The animals are a combination of quarter horses and paint horses, valued around $20,000. Authorities say this was a legal, legitimate breeding farm, but it turns out this is an economic issue instead of intentional neglect by the owner.

The owner is reportedly a homebuilder outside of Montgomery County. He's said to be having trouble finding work and apparently unable to pay the $500 a month in hay to feed the horses.

"We felt it's due to the economy and we spoke with him in-depth. The owner was unable to care for the animals," Hill explained. "It's definitely an economic issue. The cost of feed has gone up."

Investigator Hill says the horses haven't eaten well in weeks and as a result many of the majestic animals are hundreds of pounds underweight.

One by one, the horses will go to the rescue farm in Montgomery for a chance to grow strong again. There is concern, however, that at least two may not make it.

"There are two that I question. That little guy over there," Orendorf said point to one of the animals. "That's going to be touch and go."

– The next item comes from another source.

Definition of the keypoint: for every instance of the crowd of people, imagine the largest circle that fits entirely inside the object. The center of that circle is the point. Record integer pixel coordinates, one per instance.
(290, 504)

Sadly, Orendorf and Hill say they're seeing more and more of these cases, and it's not just with large animals.

"It increases everyday. People losing their homes, abandoning their animals at the house. I would say our calls have doubled," said Hill.

It's all evidence of hard times in the faces and bellies of twenty horses.

"I feel their pain," said Orendorf.

Assuming the horses make a full recovery, they will be adopted out.